In his appeal from his conviction for possessing the controlled substance methaqualone, the defendant's primary contention is that others were shown to have had equal access to the specific location where the contraband was found. The tablets were found in a dresser located in the only bedroom of a house where the defendant lived with both his girl friend and a male friend. The defendant and the two friends testified that often the male friend would sleep in the bedroom while the defendant and his girl friend slept on a couch in the living room. They maintained that each of the three kept things in and had equal access to the dresser. Held:
1. The testimony of the defendant and his two friends raised the issue of equal access, which was properly given in charge to the jury. This evidence included testimony that the tablets were found in a drawer under a loaded pistol belonging to the defendant. "The totality of the evidence was sufficient to connect the defendant to the possession of the drugs . . . even though the evidence would have authorized a finding that others had equal access to the drugs. [Cits.]" Teems v. State, 161 Ga. App. 339, 340 ( 287 S.E.2d 774) (1982).
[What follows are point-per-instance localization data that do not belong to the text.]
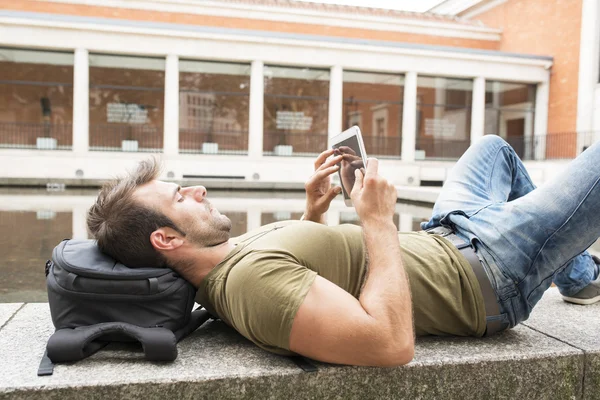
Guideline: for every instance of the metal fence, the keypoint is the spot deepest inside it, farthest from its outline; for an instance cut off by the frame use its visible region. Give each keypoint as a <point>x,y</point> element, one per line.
<point>35,135</point>
<point>440,148</point>
<point>126,137</point>
<point>383,146</point>
<point>552,146</point>
<point>216,142</point>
2. The defendant also enumerates as error the trial court's overruling of his general objection to testimony that a "bong pipe" was found in the bedroom and that the item is a device commonly used to smoke marijuana. Counsel's objection to the testimony at trial was simply that it was inadmissible. On appeal he argues prejudice because the testimony showed evidence of a crime not charge. "[I]t is well settled that this court will not consider issues and grounds for objection which were not raised and passed upon in the trial court." Jefferson v. State, 157 Ga. App. 324, 326 ( 277 S.E.2d 317) (1981). "Moreover, the trial court does not err in overruling an objection made on nonspecific grounds and not made with that degree of particularity sufficient to point out the specific rule of evidence violated." Garrett v. State, 153 Ga. App. 366, 367 ( 265 S.E.2d 304) (1980).
Judgment affirmed. McMurray, P. J., and Birdsong, J., concur.